有点变了。」卞乘风说道:「她是玉女,所思所虑与我等不同。不必多想,好好歇息罢。」
卞家上楼歇息,众江湖客纷纷散去。各回各屋。掌柜的率人打理满地狼藉,忽见角落处,仍有一客饮酒。
掌柜说道:「客官,你——」李仙神情平静,从怀中掏出十数两钱财,说道:「给我再上些好酒。」
掌柜接过银子,细细一掂,足数十两。他灵机一动动,想伺机贪去大半。忽听李仙缓缓转头望来,面色平静,但双眸却逐渐显异。

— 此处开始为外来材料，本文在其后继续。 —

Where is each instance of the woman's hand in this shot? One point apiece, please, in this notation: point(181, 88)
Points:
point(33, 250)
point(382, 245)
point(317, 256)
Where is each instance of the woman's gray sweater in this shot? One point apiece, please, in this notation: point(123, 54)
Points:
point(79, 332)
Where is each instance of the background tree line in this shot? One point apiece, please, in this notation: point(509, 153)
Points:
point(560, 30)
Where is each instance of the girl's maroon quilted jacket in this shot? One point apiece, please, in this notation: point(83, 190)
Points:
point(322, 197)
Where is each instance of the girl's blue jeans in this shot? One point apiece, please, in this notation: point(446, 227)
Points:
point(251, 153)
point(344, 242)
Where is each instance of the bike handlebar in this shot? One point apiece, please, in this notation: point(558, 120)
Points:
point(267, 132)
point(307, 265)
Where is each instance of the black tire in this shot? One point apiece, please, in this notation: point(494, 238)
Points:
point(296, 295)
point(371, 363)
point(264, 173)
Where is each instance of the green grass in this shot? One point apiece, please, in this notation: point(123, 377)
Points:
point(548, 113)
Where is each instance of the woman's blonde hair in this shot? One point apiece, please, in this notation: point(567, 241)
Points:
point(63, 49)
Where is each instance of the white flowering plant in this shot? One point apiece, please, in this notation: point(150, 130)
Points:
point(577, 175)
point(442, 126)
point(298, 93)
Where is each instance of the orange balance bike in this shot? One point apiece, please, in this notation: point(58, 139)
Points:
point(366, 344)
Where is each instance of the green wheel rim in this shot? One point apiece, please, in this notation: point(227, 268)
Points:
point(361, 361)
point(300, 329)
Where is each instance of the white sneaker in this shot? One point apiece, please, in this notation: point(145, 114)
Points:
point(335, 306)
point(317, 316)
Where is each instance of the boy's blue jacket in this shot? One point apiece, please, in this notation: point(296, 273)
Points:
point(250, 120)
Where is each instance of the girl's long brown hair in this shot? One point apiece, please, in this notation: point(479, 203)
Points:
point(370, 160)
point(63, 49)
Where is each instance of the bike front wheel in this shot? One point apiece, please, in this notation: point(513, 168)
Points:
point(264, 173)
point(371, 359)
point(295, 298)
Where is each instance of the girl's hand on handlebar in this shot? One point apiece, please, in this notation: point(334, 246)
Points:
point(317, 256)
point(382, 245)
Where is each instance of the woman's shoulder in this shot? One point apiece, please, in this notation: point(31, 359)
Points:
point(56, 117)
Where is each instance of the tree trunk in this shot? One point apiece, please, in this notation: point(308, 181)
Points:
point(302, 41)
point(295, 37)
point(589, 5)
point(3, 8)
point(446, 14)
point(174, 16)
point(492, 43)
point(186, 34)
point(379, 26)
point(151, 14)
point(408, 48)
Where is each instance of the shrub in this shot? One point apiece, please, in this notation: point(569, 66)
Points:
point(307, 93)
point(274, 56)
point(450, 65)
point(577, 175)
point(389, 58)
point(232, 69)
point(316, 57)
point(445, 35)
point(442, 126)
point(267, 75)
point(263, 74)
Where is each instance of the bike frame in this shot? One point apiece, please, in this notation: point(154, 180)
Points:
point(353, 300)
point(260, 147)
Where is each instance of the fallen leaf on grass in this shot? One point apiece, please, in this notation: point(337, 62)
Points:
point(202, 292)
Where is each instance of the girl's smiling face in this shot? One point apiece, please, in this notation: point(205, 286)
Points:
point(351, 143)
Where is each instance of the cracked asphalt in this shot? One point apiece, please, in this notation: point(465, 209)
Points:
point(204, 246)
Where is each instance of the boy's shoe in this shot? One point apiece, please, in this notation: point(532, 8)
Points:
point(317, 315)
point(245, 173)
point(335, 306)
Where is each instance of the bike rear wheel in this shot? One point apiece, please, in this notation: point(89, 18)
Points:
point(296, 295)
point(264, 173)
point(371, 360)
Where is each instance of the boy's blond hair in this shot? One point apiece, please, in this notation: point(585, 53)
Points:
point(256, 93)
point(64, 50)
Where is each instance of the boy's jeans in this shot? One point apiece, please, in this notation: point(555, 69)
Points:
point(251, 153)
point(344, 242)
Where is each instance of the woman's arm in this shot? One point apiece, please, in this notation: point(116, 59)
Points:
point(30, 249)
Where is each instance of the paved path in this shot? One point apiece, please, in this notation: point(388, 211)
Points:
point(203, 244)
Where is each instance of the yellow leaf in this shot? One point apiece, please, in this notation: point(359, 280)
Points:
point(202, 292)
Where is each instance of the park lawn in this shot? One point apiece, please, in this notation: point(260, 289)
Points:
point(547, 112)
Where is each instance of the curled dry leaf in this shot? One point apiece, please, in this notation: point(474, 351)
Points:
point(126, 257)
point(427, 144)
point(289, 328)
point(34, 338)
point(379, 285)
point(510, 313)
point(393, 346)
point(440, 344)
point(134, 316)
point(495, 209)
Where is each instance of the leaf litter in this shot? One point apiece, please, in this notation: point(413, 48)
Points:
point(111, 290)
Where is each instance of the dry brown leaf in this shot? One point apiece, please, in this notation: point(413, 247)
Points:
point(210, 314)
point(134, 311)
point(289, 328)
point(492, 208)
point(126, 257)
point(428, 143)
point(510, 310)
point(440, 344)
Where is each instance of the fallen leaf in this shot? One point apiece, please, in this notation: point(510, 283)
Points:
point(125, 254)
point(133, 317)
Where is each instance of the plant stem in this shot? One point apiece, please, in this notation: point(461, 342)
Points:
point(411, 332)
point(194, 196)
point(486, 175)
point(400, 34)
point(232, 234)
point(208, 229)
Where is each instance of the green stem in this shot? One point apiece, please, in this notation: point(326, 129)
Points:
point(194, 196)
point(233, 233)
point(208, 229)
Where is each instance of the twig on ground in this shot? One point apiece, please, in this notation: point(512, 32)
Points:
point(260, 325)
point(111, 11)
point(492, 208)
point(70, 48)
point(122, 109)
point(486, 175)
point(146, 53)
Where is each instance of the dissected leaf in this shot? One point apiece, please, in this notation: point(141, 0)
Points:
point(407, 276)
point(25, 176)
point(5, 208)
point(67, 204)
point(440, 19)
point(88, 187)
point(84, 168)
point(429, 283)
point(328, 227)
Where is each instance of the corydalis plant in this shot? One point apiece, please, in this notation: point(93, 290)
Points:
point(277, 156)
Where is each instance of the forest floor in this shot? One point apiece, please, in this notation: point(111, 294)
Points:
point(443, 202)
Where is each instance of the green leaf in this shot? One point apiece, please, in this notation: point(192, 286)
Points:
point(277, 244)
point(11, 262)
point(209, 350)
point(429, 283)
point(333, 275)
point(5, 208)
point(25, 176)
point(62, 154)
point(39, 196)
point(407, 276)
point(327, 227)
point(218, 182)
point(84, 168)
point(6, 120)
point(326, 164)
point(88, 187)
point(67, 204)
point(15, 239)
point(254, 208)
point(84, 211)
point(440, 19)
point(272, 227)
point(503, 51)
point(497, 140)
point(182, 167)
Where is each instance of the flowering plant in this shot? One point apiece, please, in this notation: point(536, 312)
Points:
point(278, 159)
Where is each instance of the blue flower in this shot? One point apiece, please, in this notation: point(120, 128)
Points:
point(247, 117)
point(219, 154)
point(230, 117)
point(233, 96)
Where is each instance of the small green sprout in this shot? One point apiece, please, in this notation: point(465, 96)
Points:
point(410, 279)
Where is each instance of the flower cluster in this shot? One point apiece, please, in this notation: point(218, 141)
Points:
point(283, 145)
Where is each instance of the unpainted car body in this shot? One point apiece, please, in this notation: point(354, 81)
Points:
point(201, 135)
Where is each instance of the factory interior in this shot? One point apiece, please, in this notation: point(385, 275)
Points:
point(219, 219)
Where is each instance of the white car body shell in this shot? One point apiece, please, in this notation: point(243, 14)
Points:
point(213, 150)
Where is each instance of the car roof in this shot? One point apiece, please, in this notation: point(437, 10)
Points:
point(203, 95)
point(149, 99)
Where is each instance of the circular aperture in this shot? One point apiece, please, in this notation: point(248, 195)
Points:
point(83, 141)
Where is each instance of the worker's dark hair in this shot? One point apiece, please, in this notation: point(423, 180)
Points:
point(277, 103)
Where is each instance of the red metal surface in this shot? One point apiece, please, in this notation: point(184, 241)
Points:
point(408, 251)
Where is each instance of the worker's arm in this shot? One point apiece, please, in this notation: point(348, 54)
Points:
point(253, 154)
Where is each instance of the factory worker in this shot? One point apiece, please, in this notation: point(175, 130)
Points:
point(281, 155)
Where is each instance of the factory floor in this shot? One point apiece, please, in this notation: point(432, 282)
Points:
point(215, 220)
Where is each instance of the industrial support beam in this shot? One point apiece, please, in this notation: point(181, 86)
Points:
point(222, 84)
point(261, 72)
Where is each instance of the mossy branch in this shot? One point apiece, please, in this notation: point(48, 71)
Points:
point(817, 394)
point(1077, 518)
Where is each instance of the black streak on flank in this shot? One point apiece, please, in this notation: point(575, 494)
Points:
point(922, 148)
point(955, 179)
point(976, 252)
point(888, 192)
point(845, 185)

重瞳相悄然显出原貌。那海浪般的威势,顿时席卷而来。掌柜自幼与匪徒打交道,胆气不俗,此刻见这般一双眼眸,却从心底发寒发凉。
他头脑如顷刻被无数热针刺入,整个人僵立不动。什么都忘空了。李仙淡淡道:「别耍手段,老实上酒。」
回头继续饮酒。过得好半响,掌柜只觉身下微凉,散发一股恶臭。他双腿一软,跪在地上,竟已屎尿齐流,空熏到李仙,纵是双脚不听使唤,也连滚带爬逃走。立即派人送去烈酒烈菜。
元自战战兢兢,再不敢现身。李仙独自饮酒,一时间思绪极多。他自知命贱若泥,难免受欺负。但素秉承良善之心。身处花笼门水坛,未曾害过一人。飞龙城一行,五山剑派围攻打杀,欲杀他身灭他魂。他亦全当无所谓,更设法解救剑派众女。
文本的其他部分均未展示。